Another reason not to believe everything you see. H&M is getting more flack for the models on its website, after a rep admitted the retailer uses cyborg models to "best display the clothes."
So rather than see a model airbrushed for its ads, H&M cuts and pastes a model's head on a virtual body then matches the skin tone. In essence, we are getting sold a single generic skinny body time and again. Even, spookily, down to the same cloned belly button.
Apparently H&M isn't the only culprit; virtual models are increasingly standard practice in the fashion industry.
In its defence, H&M claims that clothes look better on virtual mannequins than on real women. “It is regrettable if we have led anyone to believe that the virtual mannequins should be real bodies.
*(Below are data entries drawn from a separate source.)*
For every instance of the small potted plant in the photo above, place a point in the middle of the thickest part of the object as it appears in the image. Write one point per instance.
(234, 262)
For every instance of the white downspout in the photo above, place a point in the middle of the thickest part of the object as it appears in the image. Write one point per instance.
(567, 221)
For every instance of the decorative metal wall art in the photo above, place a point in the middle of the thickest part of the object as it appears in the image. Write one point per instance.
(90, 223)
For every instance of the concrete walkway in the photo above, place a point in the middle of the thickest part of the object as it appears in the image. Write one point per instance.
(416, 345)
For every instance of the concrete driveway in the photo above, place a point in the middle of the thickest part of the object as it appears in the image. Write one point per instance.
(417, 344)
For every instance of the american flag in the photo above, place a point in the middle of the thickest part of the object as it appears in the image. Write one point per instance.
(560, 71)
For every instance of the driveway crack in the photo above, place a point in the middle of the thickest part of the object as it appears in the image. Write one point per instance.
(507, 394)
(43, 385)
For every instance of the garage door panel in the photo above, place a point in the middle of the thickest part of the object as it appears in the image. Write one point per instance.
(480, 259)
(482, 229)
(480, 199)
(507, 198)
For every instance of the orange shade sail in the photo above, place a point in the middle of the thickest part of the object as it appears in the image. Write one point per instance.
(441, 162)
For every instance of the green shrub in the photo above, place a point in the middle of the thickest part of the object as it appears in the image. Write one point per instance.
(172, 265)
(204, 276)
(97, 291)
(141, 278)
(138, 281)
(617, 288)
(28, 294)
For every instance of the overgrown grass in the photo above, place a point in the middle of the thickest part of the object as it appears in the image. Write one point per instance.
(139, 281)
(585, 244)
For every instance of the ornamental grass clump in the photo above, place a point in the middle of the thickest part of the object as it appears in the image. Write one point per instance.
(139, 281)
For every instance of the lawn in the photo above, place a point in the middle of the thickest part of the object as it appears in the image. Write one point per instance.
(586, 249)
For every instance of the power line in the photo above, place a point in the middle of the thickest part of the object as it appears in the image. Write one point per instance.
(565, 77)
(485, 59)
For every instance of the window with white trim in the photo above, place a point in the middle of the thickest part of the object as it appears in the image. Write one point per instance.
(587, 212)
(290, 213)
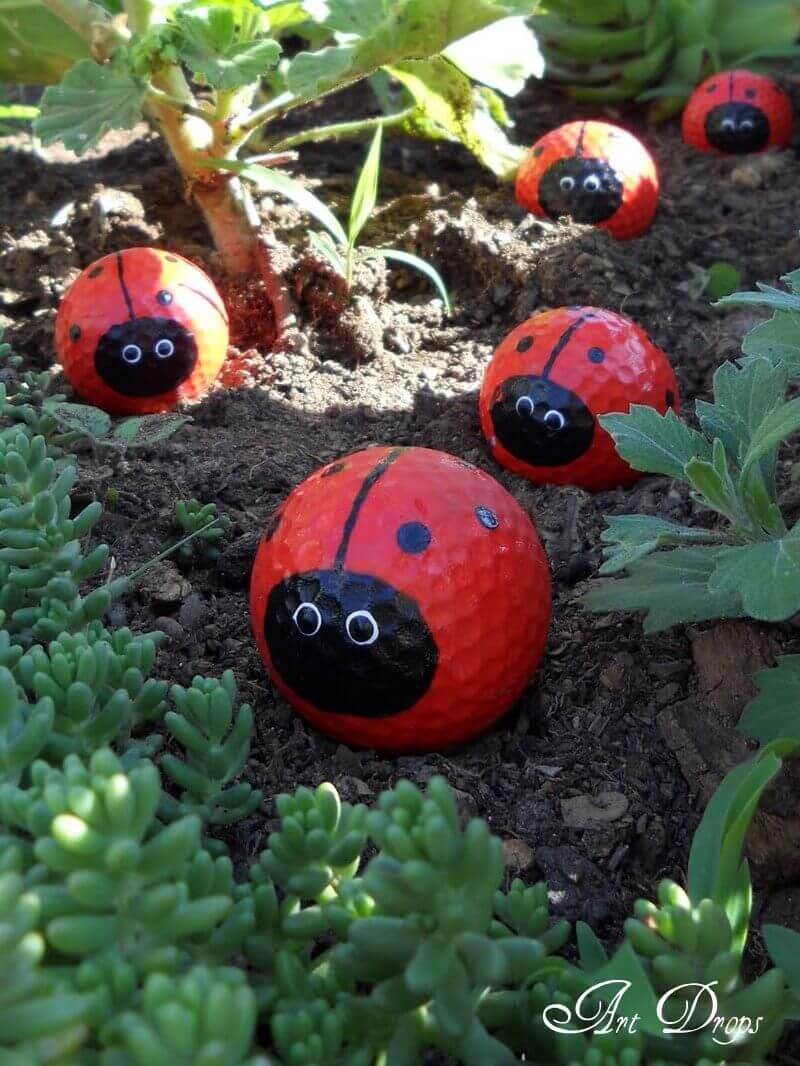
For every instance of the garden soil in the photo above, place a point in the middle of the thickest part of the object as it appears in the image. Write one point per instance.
(597, 779)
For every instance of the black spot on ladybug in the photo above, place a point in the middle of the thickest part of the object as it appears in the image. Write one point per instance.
(144, 357)
(350, 643)
(737, 128)
(587, 189)
(541, 422)
(272, 525)
(413, 537)
(486, 517)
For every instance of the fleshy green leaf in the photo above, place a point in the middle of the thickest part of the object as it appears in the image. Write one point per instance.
(670, 586)
(774, 713)
(765, 577)
(91, 100)
(653, 442)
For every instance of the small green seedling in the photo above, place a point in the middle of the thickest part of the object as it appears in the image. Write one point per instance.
(339, 247)
(208, 528)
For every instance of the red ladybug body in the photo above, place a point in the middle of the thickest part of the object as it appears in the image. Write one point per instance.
(736, 112)
(140, 330)
(549, 381)
(594, 172)
(400, 599)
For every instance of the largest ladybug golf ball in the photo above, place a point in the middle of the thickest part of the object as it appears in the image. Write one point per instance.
(400, 599)
(594, 172)
(140, 330)
(552, 378)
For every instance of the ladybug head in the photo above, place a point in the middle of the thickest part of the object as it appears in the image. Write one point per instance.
(145, 356)
(587, 189)
(538, 420)
(737, 128)
(347, 642)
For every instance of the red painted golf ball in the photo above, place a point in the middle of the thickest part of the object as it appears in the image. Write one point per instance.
(737, 112)
(549, 381)
(400, 599)
(141, 329)
(594, 172)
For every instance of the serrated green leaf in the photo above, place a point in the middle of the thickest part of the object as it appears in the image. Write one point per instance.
(91, 100)
(774, 712)
(765, 577)
(90, 421)
(670, 586)
(208, 46)
(653, 442)
(502, 55)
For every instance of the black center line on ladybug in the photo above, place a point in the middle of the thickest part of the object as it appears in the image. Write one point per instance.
(538, 420)
(144, 356)
(735, 127)
(585, 188)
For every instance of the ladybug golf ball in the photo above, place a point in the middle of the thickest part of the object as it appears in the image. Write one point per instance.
(400, 599)
(594, 172)
(549, 381)
(140, 330)
(736, 112)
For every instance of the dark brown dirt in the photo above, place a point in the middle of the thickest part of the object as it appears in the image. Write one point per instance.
(589, 723)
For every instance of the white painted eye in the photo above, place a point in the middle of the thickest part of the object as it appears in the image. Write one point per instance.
(131, 354)
(163, 348)
(362, 628)
(307, 618)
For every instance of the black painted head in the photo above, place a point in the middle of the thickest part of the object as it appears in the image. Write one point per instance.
(350, 643)
(144, 357)
(586, 189)
(737, 128)
(540, 422)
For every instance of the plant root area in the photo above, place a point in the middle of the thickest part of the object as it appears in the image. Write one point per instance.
(597, 779)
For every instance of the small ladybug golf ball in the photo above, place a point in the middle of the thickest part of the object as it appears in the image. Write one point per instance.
(400, 599)
(736, 112)
(549, 381)
(594, 172)
(140, 330)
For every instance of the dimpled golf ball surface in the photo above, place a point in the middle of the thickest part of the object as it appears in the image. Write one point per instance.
(400, 599)
(552, 378)
(140, 330)
(737, 112)
(596, 173)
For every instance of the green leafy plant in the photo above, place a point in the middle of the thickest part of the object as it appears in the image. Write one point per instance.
(748, 563)
(614, 50)
(204, 525)
(210, 78)
(339, 247)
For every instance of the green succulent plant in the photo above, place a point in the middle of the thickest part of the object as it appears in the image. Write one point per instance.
(609, 51)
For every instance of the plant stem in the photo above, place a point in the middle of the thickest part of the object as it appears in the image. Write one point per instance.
(341, 131)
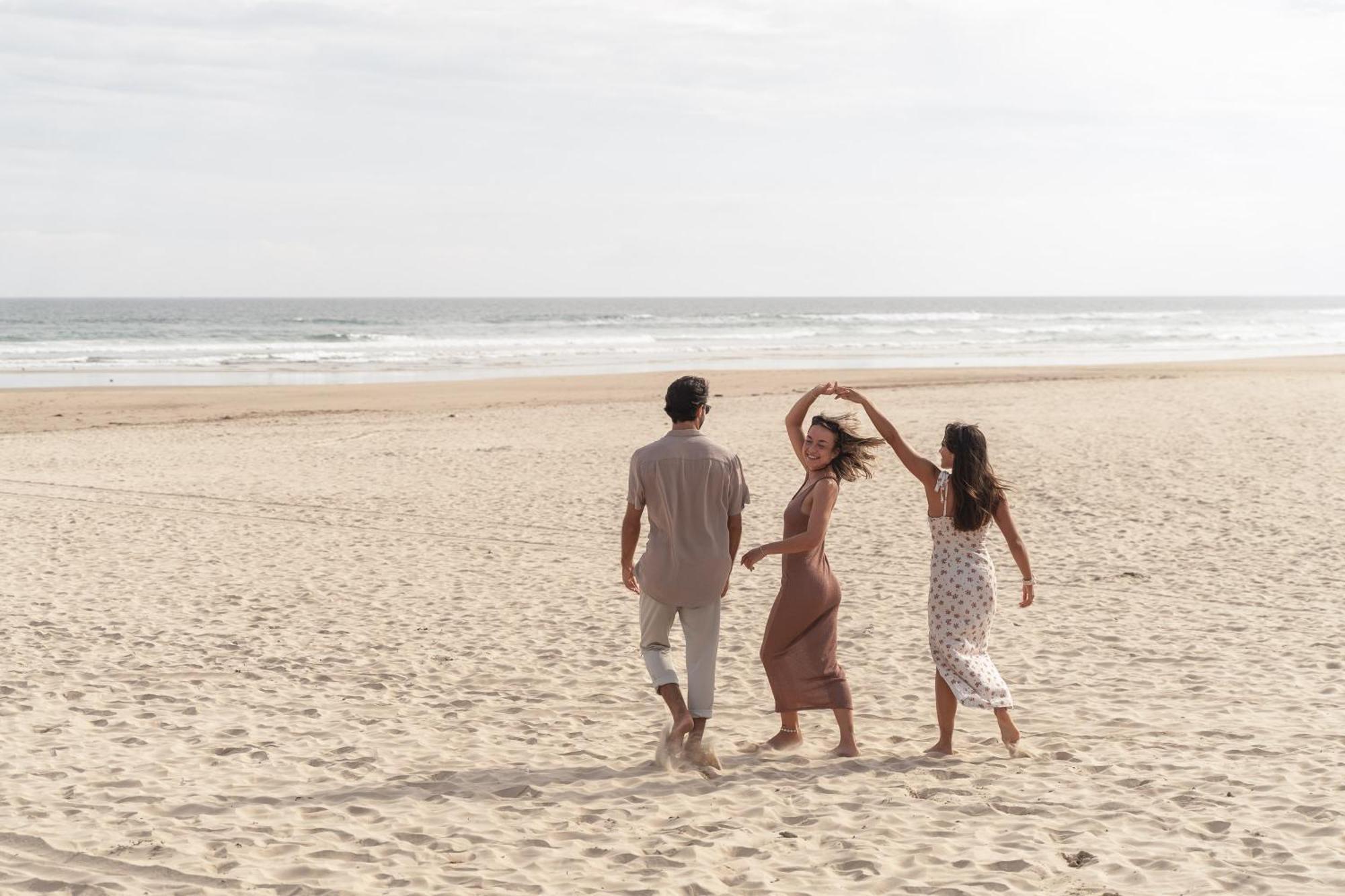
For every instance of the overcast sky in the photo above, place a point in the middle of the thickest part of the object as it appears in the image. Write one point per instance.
(681, 147)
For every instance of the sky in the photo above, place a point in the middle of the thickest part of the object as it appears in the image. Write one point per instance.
(679, 149)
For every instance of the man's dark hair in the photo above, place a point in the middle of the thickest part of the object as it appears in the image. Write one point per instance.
(685, 396)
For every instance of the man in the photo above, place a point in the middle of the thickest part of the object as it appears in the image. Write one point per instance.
(695, 491)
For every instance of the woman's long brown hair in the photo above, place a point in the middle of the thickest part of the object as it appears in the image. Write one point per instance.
(855, 452)
(976, 489)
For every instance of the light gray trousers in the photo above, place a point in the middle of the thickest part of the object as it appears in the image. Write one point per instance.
(701, 631)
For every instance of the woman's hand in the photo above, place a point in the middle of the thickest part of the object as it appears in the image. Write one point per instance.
(851, 395)
(1027, 595)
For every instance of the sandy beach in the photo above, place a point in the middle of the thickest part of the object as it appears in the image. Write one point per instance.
(373, 639)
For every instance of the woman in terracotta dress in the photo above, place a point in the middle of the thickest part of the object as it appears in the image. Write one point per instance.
(964, 498)
(800, 649)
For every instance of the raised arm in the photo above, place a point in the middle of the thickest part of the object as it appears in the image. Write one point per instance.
(1020, 551)
(794, 420)
(922, 469)
(824, 501)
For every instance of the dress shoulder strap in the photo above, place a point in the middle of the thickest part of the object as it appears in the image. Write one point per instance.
(806, 487)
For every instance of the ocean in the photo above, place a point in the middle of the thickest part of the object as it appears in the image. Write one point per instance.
(81, 342)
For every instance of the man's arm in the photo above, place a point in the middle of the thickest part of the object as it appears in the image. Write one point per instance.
(630, 540)
(735, 538)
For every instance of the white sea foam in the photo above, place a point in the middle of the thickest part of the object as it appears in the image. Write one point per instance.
(477, 338)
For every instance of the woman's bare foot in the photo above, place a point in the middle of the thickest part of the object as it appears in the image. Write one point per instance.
(785, 739)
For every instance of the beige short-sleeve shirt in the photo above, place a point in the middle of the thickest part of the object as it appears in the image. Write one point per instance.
(691, 487)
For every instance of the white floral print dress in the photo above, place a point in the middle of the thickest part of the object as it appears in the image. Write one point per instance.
(962, 603)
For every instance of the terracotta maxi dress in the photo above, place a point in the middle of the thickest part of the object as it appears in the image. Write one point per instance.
(800, 649)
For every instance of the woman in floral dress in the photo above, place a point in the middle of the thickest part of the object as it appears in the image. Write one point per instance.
(964, 498)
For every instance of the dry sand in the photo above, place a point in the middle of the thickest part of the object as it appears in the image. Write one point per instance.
(373, 641)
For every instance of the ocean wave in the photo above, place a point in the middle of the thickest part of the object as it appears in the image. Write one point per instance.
(346, 337)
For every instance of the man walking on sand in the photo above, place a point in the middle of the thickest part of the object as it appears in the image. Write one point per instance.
(695, 491)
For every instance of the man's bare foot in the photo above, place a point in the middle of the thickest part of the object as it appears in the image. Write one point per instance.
(785, 739)
(677, 733)
(699, 754)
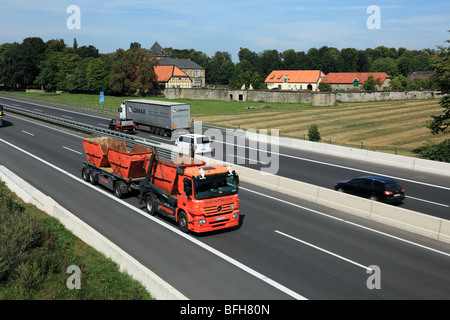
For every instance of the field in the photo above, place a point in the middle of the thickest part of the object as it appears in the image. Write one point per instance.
(385, 126)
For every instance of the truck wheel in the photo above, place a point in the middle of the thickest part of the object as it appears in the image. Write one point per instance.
(150, 204)
(85, 172)
(183, 222)
(118, 189)
(93, 178)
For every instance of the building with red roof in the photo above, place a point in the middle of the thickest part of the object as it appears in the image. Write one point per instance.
(351, 80)
(294, 79)
(172, 77)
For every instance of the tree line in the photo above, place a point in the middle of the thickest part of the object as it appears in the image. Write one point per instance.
(53, 65)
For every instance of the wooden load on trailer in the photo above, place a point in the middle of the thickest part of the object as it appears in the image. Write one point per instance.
(197, 196)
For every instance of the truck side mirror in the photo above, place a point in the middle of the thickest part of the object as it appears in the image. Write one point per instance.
(187, 187)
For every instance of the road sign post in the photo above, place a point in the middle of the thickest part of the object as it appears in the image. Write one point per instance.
(102, 98)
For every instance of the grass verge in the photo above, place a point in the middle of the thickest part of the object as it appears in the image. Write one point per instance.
(36, 251)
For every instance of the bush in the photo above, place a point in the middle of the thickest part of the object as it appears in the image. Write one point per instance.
(313, 133)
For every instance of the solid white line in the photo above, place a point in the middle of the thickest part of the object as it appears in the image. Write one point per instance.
(348, 168)
(256, 161)
(45, 126)
(55, 108)
(323, 250)
(351, 223)
(72, 150)
(428, 201)
(31, 134)
(169, 227)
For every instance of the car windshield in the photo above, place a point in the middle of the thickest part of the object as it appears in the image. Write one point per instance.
(213, 186)
(201, 140)
(392, 186)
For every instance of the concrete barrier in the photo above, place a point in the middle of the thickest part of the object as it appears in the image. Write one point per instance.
(157, 287)
(415, 222)
(442, 168)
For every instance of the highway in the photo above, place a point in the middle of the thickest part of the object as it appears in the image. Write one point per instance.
(427, 193)
(285, 248)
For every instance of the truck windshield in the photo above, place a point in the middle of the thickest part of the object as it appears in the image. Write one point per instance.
(213, 186)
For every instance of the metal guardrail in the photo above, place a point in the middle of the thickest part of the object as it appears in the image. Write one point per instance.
(68, 104)
(79, 126)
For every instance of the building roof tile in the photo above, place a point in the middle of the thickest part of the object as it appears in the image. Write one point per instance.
(295, 76)
(349, 77)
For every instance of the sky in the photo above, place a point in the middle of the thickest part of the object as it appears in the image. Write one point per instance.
(211, 26)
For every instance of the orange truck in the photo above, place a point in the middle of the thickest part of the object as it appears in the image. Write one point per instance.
(198, 197)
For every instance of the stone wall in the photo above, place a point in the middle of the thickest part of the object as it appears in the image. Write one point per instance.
(315, 98)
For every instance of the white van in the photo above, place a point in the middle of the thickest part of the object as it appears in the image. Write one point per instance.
(198, 143)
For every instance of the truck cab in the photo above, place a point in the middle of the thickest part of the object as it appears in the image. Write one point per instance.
(199, 198)
(212, 202)
(122, 125)
(192, 144)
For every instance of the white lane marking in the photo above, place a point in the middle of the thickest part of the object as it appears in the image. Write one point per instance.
(348, 168)
(45, 126)
(323, 250)
(29, 133)
(55, 108)
(245, 158)
(72, 150)
(349, 222)
(216, 252)
(428, 201)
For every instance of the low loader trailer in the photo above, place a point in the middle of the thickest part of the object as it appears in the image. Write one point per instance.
(198, 197)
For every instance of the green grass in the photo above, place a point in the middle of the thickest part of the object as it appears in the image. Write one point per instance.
(36, 250)
(386, 126)
(198, 107)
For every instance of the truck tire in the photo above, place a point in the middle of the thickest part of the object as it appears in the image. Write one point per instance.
(118, 191)
(183, 222)
(85, 172)
(150, 204)
(93, 177)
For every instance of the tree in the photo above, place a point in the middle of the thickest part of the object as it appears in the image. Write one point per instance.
(47, 78)
(135, 45)
(441, 63)
(370, 84)
(132, 72)
(387, 65)
(313, 133)
(399, 83)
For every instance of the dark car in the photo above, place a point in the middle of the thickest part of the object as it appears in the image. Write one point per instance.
(122, 125)
(374, 188)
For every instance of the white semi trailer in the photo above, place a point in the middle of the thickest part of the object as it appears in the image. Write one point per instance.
(161, 117)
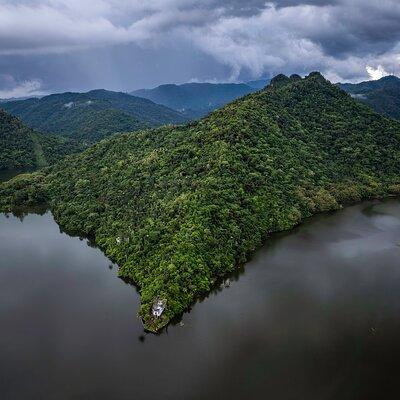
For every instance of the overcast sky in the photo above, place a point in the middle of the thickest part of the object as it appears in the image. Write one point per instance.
(58, 45)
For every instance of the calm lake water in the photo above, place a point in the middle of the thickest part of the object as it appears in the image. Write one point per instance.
(315, 315)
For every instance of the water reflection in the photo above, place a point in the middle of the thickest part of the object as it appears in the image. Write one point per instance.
(314, 315)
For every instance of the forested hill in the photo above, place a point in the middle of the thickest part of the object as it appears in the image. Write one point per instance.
(382, 95)
(196, 99)
(21, 147)
(180, 207)
(93, 115)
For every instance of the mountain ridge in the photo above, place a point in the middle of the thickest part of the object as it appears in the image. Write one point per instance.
(91, 116)
(180, 207)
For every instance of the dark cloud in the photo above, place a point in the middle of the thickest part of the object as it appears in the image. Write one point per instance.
(75, 44)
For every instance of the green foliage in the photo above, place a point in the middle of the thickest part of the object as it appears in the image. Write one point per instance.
(20, 147)
(382, 95)
(92, 116)
(180, 207)
(196, 99)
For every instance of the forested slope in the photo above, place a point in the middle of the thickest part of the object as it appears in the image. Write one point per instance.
(91, 116)
(382, 95)
(180, 207)
(21, 147)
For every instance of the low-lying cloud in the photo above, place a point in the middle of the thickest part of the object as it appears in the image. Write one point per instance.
(13, 89)
(342, 38)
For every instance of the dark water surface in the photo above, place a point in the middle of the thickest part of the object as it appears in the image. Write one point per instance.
(316, 315)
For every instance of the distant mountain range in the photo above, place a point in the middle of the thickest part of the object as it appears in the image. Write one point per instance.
(21, 147)
(93, 115)
(180, 207)
(197, 99)
(382, 95)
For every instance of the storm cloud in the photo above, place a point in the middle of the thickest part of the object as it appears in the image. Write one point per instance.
(179, 40)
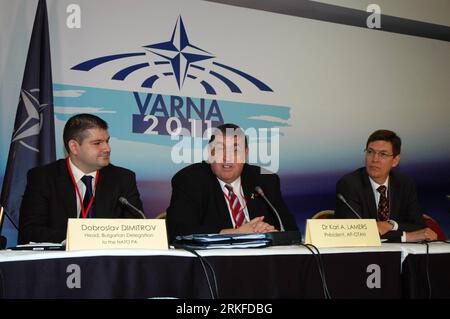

This is incorrect and has never been our intention,” Nicole Christie, spokeswoman for the chain’s U.S. operations, told ABC News.
Some suggest the ads should come with warnings and disclaimers, much like cigarette packs, saying this ad has been virtually modified, so as not to lead young impressionable women astray.
"To all involved, we say, keep doing what you're doing if you must -- just tell us you've done it. Maybe then we will realize that the women in those ads and spreads are about as real as Avatar, and thus, we'll see it as escapism and not as realism to which we don't measure up," said Seth Matlins on the Huffington Post.
Are the cyborgs any worse than the radically Photoshopped bodies of models? Is this a kind of false advertising?